The modern soft and atraumatic NG tubes are made up of polyurethane which becomes more soft on exposure to patient's body temperature.[5] Additionally, several non-opposing lateral eyes like opening near the tip make the NG tube more prone for kinking.[6] Moreover, a curved NG tube (when it is in the packet) promotes coiling in the mouth than a straight tube.[7] Stiffening of NG tube can be done by various techniques like cooling of the NG tube with iced saline, and by using a guitar wire or ureteral catheter as a stylet.[2] We used a smaller-diameter NG tube (12 Fr) to decrease the incidence of iatrogenic sinusitis and the patient discomfort.[8] So, we used angiography catheter as a stylet in our case to strengthen the small-bore NG tube. To decrease the intraoral coiling of NG tube in an intubated patient, intraoral manipulation of the NG tube is described as a method.[7] We feel this technique will not help much in intensive care setting where we do not prefer to use muscle relaxants.

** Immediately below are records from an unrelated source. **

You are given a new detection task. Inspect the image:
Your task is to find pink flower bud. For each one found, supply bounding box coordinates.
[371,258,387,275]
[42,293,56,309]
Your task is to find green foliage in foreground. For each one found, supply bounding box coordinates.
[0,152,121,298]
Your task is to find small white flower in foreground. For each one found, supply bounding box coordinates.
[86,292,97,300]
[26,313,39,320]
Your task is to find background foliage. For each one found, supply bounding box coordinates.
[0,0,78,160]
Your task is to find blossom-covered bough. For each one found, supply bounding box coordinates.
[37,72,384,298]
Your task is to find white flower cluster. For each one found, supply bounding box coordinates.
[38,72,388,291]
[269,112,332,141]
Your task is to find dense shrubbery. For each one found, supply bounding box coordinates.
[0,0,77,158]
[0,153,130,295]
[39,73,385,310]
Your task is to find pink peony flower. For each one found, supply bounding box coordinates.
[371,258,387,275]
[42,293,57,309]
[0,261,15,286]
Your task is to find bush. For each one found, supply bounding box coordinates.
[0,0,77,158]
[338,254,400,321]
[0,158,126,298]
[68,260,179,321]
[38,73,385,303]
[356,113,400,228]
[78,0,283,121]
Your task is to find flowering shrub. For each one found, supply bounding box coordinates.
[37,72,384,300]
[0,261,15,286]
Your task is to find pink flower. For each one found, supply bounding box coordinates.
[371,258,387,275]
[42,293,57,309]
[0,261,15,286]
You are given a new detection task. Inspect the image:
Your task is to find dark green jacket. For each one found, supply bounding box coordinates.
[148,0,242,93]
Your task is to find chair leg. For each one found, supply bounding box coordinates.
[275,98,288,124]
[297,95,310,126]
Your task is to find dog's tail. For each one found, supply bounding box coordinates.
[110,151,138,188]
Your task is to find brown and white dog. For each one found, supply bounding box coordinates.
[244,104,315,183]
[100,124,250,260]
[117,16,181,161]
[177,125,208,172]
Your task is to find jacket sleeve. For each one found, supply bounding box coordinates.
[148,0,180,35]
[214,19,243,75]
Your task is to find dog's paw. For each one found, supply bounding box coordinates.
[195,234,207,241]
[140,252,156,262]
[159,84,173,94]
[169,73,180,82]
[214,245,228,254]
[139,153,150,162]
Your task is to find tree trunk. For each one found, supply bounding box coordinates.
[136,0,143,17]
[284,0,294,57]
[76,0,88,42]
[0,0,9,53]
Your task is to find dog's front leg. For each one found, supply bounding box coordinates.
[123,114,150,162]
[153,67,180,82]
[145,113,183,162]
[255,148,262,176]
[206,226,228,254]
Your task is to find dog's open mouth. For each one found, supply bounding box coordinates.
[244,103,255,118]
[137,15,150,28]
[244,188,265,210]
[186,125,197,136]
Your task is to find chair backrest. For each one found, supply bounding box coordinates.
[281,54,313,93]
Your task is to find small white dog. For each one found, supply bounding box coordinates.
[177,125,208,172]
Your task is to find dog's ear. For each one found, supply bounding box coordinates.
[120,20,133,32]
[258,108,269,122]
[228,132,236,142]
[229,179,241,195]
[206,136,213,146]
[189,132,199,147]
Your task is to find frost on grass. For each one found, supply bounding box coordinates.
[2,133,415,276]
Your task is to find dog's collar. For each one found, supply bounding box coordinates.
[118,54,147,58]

Piriform sinuses and arytenoid cartilages areas are the most common sites of NG tube impaction.[9] Lateral neck pressure/thyroid cartilage traction anteriorly can allow the successful passage of NG tube.[9] We handled the impaction issue with flexion of the patient's neck (keeping the tube proximal to posterior pharyngeal wall[10]) and by outward and rightward traction of the trachea at the level of cricoid cartilage. In addition to collapse of the piriform recesses and anterior movement of arytenoid cartilage, by manipulating the cricoid cartilage we can separate trachea from esophagus effectively, making room for NG tube [Figure 3]. Our technique is based on two concepts: Firstly, NG tube is impacted at arytenoid cartilage level[9] and secondly, in intubated patients, inflated balloon of tracheal tube can cause obstruction of the NG tube, especially in a setup where cuff pressure measurement is not common.[11] Additionally, cerebroprotection was an issue in our case, so we did not use the laryngoscope (that could increase intracranial pressure further). Our technique also helps in decreasing the aspiration and ventilator-associated pneumonia chances as we are also in favour of inflating the tracheal tube cuff.[12] However, we feel further studies based on our new technique are needed to prove ease and supremacy of the technique.
Figure 3.
Concept behind Samanta and Ghatak's technique. Anterior movement of arytenoid with separation of trachea and esophagus following pull at cricoid level
Footnotes
Source of Support: Nil.
Conflict of Interest: None declared.